Since September 2009, around the world, about 15 million patient records have been purloined, "mislaid," or otherwise compromised. Most famously, Stanford University Hospital recently announced that the medical records of approximately 20,000 emergency room patients had been posted on a public website for nearly a year. Within a few weeks of that announcement, a class action was filed under the California Confidentiality of Medical Information Act which, like many other state and federal statutes here and abroad, requires safeguards to ensure the privacy of such information. In answering the suit, Stanford illustrated just how many people have access to that sensitive data in the ordinary course of business. Stanford said the information had been securely transmitted to a data collection service; that the collection service had transmitted the data to a graphics company in order to prepare a visual presentation based on the data; and that an employee of the graphics company had improperly posted the information on a website—a breach which managed to go undetected for at least a year. Stanford says it acted appropriately, and intends to defend itself against the lawsuit.
[Related Article: Data Breach Hits 5 Million Soldiers, Family Members]
However, even if your data does not get posted on a public website, lots of people can see just how much Xanax you've been taking.
In the United States there is currently a major push to digitize all patient records. Similar efforts were undertaken some years ago in the UK and in Australia.
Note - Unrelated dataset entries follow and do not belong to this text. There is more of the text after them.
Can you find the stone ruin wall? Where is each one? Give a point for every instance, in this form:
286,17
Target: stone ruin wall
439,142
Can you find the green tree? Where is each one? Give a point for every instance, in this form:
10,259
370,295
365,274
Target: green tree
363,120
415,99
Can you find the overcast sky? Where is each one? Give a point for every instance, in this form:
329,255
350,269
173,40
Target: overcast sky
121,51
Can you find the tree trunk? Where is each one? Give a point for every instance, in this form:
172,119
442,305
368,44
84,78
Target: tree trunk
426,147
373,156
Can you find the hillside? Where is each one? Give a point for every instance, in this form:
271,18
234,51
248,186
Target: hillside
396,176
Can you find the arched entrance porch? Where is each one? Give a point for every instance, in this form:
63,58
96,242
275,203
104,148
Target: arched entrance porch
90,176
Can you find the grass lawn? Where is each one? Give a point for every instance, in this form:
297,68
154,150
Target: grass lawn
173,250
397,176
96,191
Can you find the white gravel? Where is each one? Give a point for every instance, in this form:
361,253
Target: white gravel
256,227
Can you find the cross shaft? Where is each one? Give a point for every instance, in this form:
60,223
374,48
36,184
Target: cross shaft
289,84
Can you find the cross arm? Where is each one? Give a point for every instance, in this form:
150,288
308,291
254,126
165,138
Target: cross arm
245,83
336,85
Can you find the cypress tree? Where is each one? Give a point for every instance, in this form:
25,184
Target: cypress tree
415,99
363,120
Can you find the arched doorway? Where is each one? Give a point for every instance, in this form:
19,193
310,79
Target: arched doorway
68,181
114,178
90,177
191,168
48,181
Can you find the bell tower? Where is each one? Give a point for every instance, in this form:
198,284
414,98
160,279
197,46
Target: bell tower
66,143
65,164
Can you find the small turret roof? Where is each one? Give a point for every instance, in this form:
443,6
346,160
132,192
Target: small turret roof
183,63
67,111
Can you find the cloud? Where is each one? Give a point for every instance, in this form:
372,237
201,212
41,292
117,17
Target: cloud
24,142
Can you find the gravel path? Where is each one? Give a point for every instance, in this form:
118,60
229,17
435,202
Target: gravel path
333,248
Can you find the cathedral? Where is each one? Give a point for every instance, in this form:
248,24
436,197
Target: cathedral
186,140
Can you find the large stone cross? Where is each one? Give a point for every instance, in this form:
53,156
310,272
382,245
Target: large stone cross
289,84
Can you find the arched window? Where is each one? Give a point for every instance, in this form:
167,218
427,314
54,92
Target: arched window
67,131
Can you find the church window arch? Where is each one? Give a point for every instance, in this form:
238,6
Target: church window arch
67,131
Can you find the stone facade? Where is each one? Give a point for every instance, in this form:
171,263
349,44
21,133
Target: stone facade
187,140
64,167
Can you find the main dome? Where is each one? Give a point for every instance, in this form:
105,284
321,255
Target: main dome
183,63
About $45 billion of stimulus money was allocated to the effort, accompanied by a persuasive case delineating its benefits: the instant availability of information to doctors, which might well save lives; the elimination of many forests worth of paper records; the ultimate promise of very substantial cost savings; an unprecedented clarity of the information itself (in other words, who could read a doctor's handwriting anyway?); and best of all, given the state of the economy, the creation of over 200,000 jobs.
In an ideal world, one could hardly argue with the benefits of digitization. The problem is that the world is a somewhat less than ideal place.
What is happening in the United States and elsewhere is that the good news of easy access to information is running way ahead of the bad news relating to the loss of privacy about that information. Time and again it is demonstrated that corporate and government attitudes about sensitive personal information relating to individuals are, shall we say, a tad nonchalant. Details about the SAIC breach are scarce, but it sure sounds like somebody just left the tapes in an empty car all day in a public parking lot somewhere. SAIC's spokesman made an astute observation in the San Antonio Express-News that if the tapes hadn't been left in the car to begin with, they couldn't have been stolen.